Observers pointed to the importance of upcoming meetings of the G7 and G20, strategic country groupings of which the US is a member, in putting pressure on Trump, who has described climate change as a "hoax" perpetrated by China.

"We work very hard together with many other friends in the world to convince the US that staying in the Paris Agreement is the right way to go," Jochen Flasbarth, Germany's state secretary for the environment, told journalists in Bonn.

"Germany stays committed to the international UN climate process. We believe that it is irreversible and many, many countries indicate to us that nobody has the intention of thinking about another format, another track apart from the UN."

 

 

The Paris Agreement commits signatories to limiting average global warming to two degrees Celsius (3.6 degrees Fahrenheit) over pre-Industrial Revolution levels.

This will be achieved by limiting emissions from burning coal, oil and gas.
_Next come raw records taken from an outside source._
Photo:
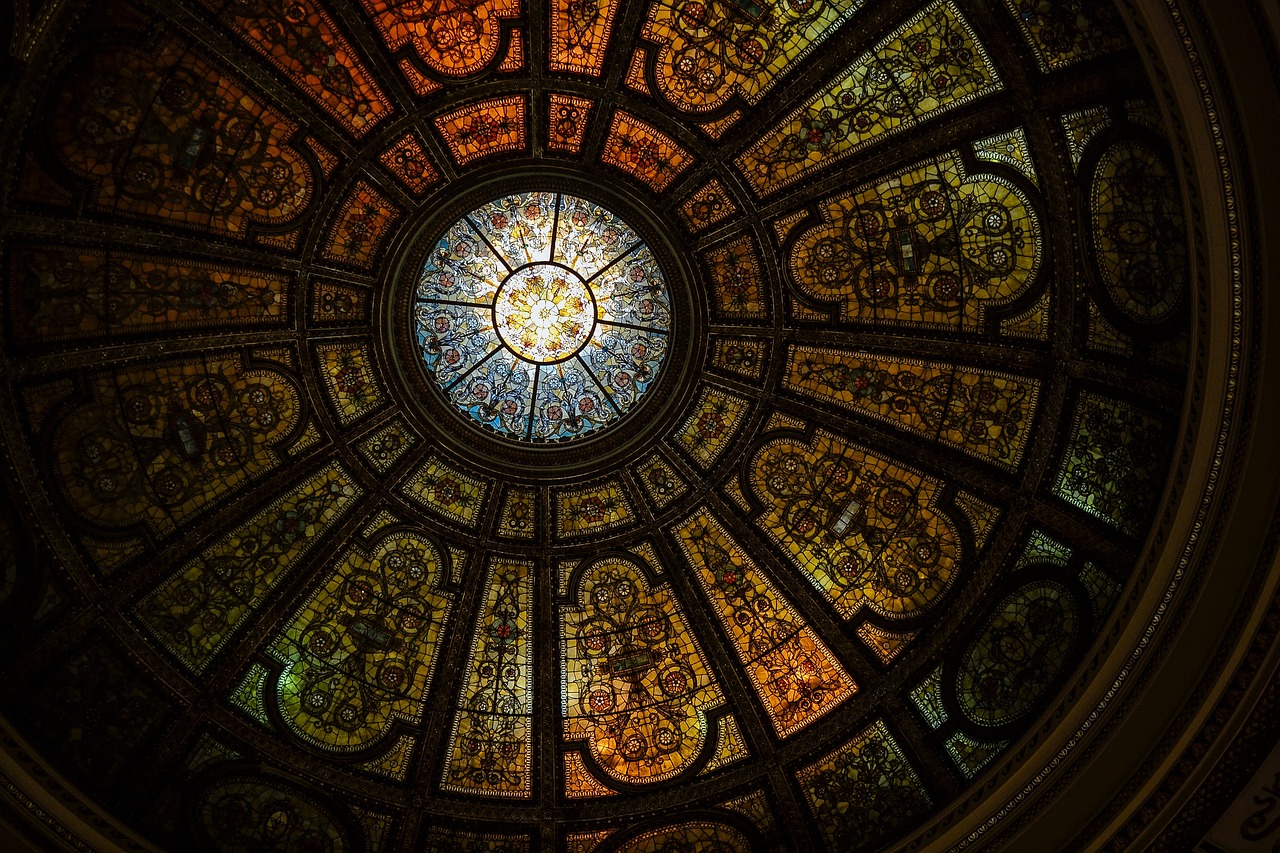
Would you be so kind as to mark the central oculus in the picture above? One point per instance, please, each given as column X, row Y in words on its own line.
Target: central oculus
column 542, row 316
column 544, row 313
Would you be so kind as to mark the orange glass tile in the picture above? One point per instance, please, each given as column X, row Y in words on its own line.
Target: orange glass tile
column 515, row 58
column 287, row 241
column 328, row 159
column 408, row 163
column 635, row 73
column 567, row 119
column 421, row 83
column 452, row 39
column 737, row 281
column 580, row 35
column 716, row 129
column 484, row 128
column 795, row 675
column 360, row 228
column 644, row 153
column 304, row 42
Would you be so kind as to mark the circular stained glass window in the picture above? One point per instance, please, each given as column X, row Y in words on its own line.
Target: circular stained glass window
column 542, row 316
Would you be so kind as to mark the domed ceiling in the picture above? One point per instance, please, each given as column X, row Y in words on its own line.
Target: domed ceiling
column 487, row 425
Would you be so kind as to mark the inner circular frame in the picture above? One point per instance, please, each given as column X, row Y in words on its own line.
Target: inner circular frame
column 529, row 350
column 511, row 381
column 433, row 416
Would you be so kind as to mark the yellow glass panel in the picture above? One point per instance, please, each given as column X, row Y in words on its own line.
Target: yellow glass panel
column 1064, row 33
column 865, row 792
column 933, row 63
column 361, row 651
column 713, row 49
column 490, row 746
column 448, row 492
column 63, row 292
column 410, row 164
column 360, row 228
column 635, row 684
column 863, row 528
column 982, row 413
column 197, row 609
column 704, row 836
column 592, row 510
column 580, row 35
column 929, row 246
column 350, row 381
column 160, row 443
column 711, row 427
column 737, row 281
column 567, row 122
column 792, row 671
column 707, row 206
column 302, row 40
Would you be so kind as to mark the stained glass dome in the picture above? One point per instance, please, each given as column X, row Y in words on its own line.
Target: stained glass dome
column 542, row 316
column 593, row 425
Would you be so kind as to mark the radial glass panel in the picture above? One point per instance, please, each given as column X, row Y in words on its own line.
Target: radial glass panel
column 542, row 316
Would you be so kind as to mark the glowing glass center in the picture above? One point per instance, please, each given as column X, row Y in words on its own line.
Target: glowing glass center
column 542, row 316
column 544, row 313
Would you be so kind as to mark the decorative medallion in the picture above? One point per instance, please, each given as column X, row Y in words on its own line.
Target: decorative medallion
column 542, row 316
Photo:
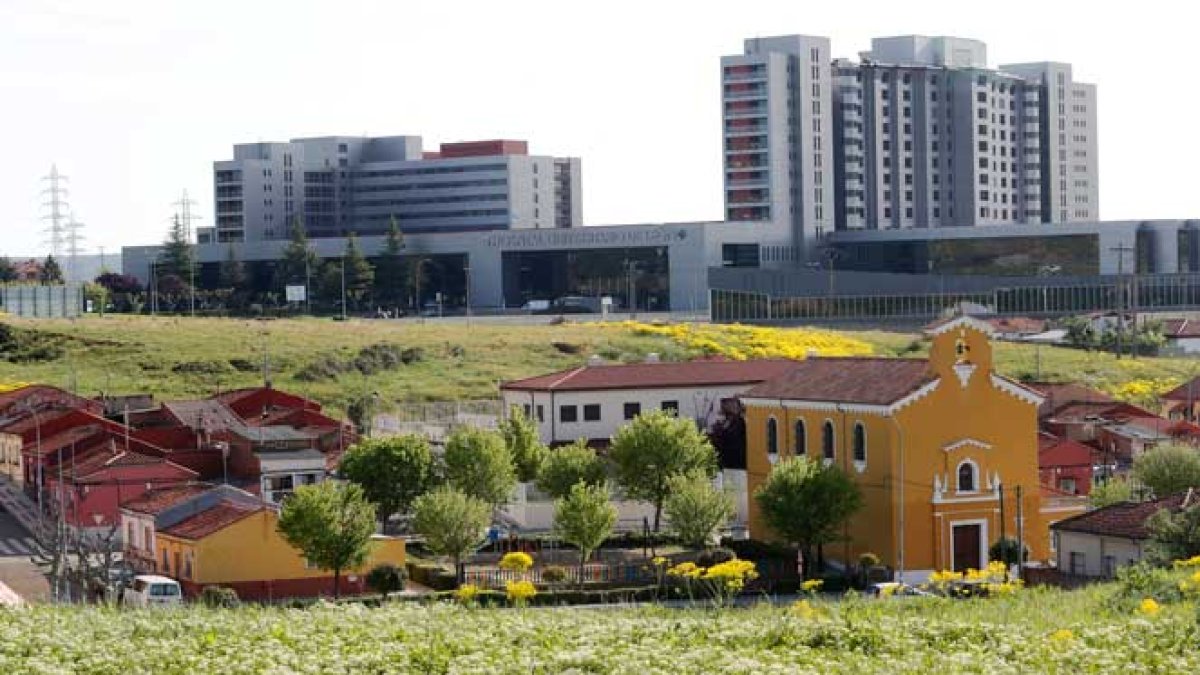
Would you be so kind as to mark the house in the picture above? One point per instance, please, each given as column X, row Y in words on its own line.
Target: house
column 936, row 444
column 228, row 537
column 1096, row 543
column 1182, row 336
column 1065, row 465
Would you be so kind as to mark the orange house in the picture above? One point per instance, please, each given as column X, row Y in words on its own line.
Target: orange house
column 945, row 451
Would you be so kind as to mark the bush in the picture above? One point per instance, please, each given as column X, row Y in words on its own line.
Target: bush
column 220, row 596
column 387, row 578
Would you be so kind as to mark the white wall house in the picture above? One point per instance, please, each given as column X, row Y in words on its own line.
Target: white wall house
column 594, row 400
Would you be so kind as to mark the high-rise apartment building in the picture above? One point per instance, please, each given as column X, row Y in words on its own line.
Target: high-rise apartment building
column 337, row 185
column 918, row 132
column 779, row 137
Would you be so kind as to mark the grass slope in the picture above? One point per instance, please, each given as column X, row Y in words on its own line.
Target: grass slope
column 1038, row 631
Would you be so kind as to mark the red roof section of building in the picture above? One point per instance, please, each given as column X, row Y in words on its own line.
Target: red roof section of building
column 1126, row 519
column 210, row 520
column 153, row 502
column 851, row 380
column 655, row 375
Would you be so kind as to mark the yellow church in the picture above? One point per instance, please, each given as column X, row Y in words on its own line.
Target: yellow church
column 939, row 448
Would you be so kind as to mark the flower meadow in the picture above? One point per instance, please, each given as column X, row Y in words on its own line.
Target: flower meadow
column 1033, row 631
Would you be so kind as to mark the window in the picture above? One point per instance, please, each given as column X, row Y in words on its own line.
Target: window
column 967, row 477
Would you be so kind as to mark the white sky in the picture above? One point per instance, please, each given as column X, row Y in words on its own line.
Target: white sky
column 136, row 99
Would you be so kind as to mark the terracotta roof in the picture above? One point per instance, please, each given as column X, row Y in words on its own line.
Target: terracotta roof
column 655, row 375
column 153, row 502
column 1126, row 519
column 852, row 380
column 210, row 520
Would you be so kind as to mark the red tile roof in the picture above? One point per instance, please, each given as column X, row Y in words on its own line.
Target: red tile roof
column 153, row 502
column 853, row 380
column 1126, row 519
column 655, row 375
column 210, row 520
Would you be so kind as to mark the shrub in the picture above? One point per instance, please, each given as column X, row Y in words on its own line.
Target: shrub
column 220, row 596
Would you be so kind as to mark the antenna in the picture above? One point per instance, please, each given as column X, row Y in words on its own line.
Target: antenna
column 185, row 214
column 55, row 196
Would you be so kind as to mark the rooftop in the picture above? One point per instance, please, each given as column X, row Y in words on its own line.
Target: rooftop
column 655, row 375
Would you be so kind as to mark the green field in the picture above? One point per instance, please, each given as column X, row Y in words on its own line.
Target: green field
column 1035, row 631
column 177, row 357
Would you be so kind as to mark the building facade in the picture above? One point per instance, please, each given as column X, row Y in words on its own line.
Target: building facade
column 337, row 185
column 934, row 444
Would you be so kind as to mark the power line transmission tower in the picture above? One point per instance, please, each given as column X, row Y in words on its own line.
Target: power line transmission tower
column 186, row 215
column 55, row 195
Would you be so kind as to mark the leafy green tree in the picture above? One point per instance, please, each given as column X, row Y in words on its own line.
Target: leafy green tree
column 525, row 443
column 331, row 524
column 652, row 449
column 808, row 502
column 453, row 523
column 1109, row 493
column 178, row 256
column 585, row 518
column 299, row 262
column 1165, row 470
column 696, row 509
column 569, row 465
column 359, row 274
column 393, row 279
column 391, row 471
column 1175, row 536
column 478, row 463
column 51, row 272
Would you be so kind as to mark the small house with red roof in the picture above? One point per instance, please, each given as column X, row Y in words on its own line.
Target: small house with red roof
column 1097, row 543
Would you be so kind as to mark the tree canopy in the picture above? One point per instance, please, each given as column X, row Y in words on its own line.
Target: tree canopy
column 331, row 524
column 652, row 449
column 393, row 472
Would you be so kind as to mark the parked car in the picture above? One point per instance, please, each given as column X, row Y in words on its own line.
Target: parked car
column 150, row 590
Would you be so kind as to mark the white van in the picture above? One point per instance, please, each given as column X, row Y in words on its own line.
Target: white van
column 150, row 590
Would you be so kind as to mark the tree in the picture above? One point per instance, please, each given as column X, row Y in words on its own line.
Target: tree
column 331, row 524
column 478, row 463
column 654, row 448
column 1175, row 536
column 359, row 273
column 1109, row 493
column 696, row 509
column 453, row 523
column 177, row 256
column 525, row 444
column 391, row 471
column 51, row 272
column 299, row 261
column 585, row 518
column 807, row 502
column 1167, row 470
column 569, row 465
column 391, row 268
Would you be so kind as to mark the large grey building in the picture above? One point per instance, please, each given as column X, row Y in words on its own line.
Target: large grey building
column 918, row 132
column 336, row 185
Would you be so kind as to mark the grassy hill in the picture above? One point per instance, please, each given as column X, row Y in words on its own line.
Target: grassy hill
column 1036, row 631
column 335, row 362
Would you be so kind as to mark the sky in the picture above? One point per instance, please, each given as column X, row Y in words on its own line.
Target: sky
column 135, row 100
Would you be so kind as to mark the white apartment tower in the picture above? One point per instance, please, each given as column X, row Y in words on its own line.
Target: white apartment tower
column 779, row 138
But the fossil fuel lobby in America exerts a strong influence over climate politics, both national and international.

Fijian Prime Minister Frank Bainimarama, whose island nation is at high risk of climate change-induced sea level rise, stressed that rich coastal cities face the same threat, and named Miami, New York, Venice, and Rotterdam.

"No-one, no matter who they are or where they live, will ultimately escape the impact of climate change," the premier told negotiators in Bonn, where he made a special appearance.

"We are all vulnerable and we all need to act."

His warning was underscored by a new study in Nature Scientific Reports which found that level rise of "only 10 cm (four inches)" doubles flooding potential for cities on the North American west coast -- citing Vancouver, Seattle, San Francisco and Los Angeles -- as well as the European Atlantic coast.

"We don't know," what Trump will eventually decide, "but we won't stop our work even if the result is a negative one," Khan said.

"We hope very much that they will remain in the Paris Agreement and that they will walk with the rest of the family towards this very urgent goal that the planet is facing."